Empty of any protecting men, the verandah was now littered with thrown bricks. Dust motes danced in the light from the middle window, where, framed by filigreed shutters, the top of a bamboo ladder wavered back and forth. A pair of brown hands grasped the top rung, followed a moment later by the sweating, bearded face of a Sikh infantryman.

“Quickly!” Scarcely thinking, Mariana tore open the curtain, caught hold of the three nearest women, and shooed them through the doorway to where Yahya had dropped the wooden planks. “We must use one of these to push him out,” she ordered, then reached down and began to tug at one of the boards.

The women nodded. Panting with effort and haste, they lifted the long, heavy board and turned together to face the window.

The whole man had now appeared in the opening. At the sight of four uncovered women, the soldier reached, grinning, for the window frame.

“These enemies of Sher Singh are women,” he shouted to his companions below. “This will be easy!”

“When I count three!” Mariana shouted.
“Ek, do, teen!”

All four women rushed forward. Gripped between them like a battering ram, the plank caught the soldier so squarely in the chest that he toppled backward, his eyes bulging, and disappeared, just as a loud, effortful sound came from one end of the verandah.

“Ugh-gh-gh!”

Mariana and her companions turned toward the sound.

Framed in the opening of the far window, a second soldier stood poised to enter, a bloodstained
tulwar
swinging at his side, one foot on the windowsill, the other on a bamboo ladder.

Below him, Mariana saw the turbaned head of a second man.

“Be quick!” the second man shouted.

Safiya Sultana stood alone in front of the window, the end of one plank wedged firmly into her midsection, the other end balanced upon the windowsill.

Before Mariana had time to go to her aid, Safiya threw her considerable weight against her end of the plank.

The infantryman had taken a firm grip on the window frame, but Safiya, who stood squarely, feet apart, on the verandah tiles, had the advantage. Again and again, while he scrabbled, grunting, to keep his balance, she drove her plank into his body.
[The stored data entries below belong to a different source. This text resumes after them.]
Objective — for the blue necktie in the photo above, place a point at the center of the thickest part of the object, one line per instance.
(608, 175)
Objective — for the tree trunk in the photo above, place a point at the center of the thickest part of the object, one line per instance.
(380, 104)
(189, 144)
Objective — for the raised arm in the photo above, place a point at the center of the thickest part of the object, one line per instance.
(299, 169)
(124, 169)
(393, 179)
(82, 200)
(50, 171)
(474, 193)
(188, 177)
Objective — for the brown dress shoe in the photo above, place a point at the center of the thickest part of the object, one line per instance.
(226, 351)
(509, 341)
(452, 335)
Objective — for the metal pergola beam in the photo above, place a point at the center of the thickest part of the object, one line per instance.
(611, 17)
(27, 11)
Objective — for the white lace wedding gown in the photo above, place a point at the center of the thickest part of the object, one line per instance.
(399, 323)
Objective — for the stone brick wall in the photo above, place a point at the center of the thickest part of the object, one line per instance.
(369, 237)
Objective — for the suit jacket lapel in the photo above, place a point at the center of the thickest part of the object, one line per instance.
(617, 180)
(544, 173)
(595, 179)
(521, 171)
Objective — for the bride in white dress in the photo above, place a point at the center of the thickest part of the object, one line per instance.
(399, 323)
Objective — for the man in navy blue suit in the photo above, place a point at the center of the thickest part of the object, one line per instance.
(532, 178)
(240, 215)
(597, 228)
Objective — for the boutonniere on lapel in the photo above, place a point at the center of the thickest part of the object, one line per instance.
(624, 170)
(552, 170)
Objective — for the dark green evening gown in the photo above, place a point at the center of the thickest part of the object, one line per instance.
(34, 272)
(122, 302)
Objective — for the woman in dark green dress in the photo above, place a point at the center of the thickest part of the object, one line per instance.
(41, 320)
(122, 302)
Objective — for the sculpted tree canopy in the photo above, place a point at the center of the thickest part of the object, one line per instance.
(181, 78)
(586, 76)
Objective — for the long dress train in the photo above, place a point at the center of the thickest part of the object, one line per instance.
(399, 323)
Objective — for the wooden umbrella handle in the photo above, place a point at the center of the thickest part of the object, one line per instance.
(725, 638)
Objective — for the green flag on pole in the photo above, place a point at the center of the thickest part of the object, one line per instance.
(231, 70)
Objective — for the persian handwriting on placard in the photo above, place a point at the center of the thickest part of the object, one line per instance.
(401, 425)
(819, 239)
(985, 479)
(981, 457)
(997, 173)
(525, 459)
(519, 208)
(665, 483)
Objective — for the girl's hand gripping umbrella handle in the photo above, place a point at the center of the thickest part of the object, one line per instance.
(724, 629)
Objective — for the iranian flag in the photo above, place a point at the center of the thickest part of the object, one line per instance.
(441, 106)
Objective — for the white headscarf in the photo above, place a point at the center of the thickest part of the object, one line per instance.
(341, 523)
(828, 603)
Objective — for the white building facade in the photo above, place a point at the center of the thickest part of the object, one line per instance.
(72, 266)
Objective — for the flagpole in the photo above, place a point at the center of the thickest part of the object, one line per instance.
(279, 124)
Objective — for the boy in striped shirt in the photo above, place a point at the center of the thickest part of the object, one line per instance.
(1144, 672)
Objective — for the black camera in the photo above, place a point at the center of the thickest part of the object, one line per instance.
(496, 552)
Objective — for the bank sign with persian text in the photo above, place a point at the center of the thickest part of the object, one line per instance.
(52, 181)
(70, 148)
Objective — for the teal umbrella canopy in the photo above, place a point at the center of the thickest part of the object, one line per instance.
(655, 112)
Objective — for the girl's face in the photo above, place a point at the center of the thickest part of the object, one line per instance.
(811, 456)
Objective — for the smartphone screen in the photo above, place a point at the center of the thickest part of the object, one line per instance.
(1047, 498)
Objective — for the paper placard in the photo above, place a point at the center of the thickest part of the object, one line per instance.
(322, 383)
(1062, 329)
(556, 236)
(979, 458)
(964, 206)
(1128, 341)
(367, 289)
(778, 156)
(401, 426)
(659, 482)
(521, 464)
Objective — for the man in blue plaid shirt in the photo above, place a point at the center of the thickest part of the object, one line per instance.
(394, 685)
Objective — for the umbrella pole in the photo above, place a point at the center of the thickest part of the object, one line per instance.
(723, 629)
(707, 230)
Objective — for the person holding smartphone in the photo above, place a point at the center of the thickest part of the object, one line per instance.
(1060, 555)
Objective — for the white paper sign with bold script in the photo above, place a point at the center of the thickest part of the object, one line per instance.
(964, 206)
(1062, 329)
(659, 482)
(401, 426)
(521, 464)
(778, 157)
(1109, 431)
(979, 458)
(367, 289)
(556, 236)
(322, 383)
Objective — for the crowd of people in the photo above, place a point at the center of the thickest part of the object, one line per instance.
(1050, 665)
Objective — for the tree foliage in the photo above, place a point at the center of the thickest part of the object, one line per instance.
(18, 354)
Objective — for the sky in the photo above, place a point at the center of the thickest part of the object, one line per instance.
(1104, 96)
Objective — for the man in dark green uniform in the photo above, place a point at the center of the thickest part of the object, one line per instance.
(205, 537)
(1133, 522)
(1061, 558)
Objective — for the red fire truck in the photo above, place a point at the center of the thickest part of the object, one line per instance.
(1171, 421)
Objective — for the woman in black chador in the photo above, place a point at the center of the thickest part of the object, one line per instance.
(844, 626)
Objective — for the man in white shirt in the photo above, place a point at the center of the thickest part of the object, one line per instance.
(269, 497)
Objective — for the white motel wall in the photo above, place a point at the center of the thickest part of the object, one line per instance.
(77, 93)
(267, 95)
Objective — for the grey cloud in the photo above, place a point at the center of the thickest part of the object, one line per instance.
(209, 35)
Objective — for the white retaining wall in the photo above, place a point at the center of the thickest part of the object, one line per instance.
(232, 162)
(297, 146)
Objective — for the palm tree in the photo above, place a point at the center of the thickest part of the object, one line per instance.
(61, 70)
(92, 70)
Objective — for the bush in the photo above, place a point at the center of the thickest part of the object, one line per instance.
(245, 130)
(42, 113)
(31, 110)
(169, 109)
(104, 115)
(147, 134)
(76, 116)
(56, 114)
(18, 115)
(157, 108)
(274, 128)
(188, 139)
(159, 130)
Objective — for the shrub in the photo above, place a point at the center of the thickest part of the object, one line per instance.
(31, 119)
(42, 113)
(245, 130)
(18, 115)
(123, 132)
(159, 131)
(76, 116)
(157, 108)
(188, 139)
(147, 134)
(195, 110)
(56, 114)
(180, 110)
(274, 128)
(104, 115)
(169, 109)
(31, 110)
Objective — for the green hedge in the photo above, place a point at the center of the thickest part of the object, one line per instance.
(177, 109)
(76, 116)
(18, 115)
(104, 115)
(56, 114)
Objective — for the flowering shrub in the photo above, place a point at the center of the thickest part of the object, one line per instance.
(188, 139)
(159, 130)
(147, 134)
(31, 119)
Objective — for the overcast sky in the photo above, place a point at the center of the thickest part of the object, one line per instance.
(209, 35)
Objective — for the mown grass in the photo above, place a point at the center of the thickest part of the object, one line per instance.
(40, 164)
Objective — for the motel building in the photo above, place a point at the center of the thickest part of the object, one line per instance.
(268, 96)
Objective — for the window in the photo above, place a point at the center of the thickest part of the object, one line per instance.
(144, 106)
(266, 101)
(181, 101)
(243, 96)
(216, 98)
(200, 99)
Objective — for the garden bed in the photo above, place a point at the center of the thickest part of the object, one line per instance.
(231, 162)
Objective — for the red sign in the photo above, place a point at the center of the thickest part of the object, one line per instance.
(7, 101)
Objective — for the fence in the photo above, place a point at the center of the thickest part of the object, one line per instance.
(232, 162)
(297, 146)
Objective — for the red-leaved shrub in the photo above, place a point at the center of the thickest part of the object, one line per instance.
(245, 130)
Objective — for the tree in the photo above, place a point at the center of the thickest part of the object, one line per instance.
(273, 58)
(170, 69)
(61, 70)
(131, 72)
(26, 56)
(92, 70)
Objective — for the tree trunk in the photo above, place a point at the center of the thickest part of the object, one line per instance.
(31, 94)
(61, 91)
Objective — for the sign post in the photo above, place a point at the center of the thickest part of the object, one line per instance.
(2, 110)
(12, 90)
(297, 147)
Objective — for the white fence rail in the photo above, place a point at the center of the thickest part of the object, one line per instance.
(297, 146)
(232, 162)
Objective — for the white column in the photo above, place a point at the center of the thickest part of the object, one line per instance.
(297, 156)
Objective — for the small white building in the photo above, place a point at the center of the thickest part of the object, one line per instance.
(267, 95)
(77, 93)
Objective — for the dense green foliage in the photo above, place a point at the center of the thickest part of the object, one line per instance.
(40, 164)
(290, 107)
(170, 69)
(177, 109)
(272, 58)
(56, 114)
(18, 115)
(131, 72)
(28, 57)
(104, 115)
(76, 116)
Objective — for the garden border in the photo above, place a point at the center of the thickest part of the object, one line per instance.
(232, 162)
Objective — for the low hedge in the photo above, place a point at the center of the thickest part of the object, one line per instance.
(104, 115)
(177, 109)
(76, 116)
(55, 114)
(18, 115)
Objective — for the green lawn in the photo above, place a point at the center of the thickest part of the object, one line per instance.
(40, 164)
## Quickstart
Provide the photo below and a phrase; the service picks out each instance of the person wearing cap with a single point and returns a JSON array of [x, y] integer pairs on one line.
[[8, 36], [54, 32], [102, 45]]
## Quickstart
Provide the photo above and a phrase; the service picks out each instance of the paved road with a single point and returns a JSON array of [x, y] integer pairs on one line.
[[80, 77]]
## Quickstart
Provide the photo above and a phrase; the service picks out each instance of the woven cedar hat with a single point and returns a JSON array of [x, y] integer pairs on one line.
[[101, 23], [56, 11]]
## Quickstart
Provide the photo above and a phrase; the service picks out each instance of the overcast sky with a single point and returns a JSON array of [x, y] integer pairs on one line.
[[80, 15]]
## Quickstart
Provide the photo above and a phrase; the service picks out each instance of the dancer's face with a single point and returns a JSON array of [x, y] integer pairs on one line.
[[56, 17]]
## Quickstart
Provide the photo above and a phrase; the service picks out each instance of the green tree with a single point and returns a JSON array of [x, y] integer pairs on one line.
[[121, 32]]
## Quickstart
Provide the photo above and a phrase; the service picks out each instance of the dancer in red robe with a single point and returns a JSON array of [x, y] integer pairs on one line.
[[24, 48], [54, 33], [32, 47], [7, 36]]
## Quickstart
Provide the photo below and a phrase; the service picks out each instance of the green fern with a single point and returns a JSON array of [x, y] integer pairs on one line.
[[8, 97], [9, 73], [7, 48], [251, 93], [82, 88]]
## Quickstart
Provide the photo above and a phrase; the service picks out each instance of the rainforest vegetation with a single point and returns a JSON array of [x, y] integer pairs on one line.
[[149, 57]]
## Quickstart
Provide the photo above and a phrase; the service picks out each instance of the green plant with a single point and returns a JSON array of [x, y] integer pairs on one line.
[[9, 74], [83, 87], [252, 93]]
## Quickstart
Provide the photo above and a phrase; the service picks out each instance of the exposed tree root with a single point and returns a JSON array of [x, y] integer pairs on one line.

At last, his fingers slipped from the window. The soldier below him let out a cry and the two men dropped, their aims flailing, from sight.

Safiya Sultana laid down her plank and wiped her scarlet face. “Well, that's that,” she decreed.

“Cowards! Owls!” Little, bird-like Akhtar appeared from nowhere, rushed to the window, and spat through the opening. “Attack women, will you?” she shrieked, waving her fist. “You will see how we fight!”

“No, Akhtar!” Mariana hobbled forward and caught hold of the girl's arm as the women and girls ran excitedly to surround Safiya Sultana. “Do not throw the bricks yet. We will need them if the soldiers return.”

Male voices echoed up the stairs. The girls hurried away when Yahya bounded up once more, followed by several men, all of whom halted and spun on their heels, their backs to Mariana, who stood, dirty and disheveled, in the center of the verandah, Akhtar's brick still in her hand.

Yahya stared at her, then turned to his grandmother. “What has happened, Nani Ma?”

“The soldiers have been repelled,” Safiya Sultana replied, still breathing hard. “That is all. Go and tell Lalaji that there is no need to worry about us.”

LATER, AS she washed her filthy feet, Mariana imagined what it would have been like to live in this house forever.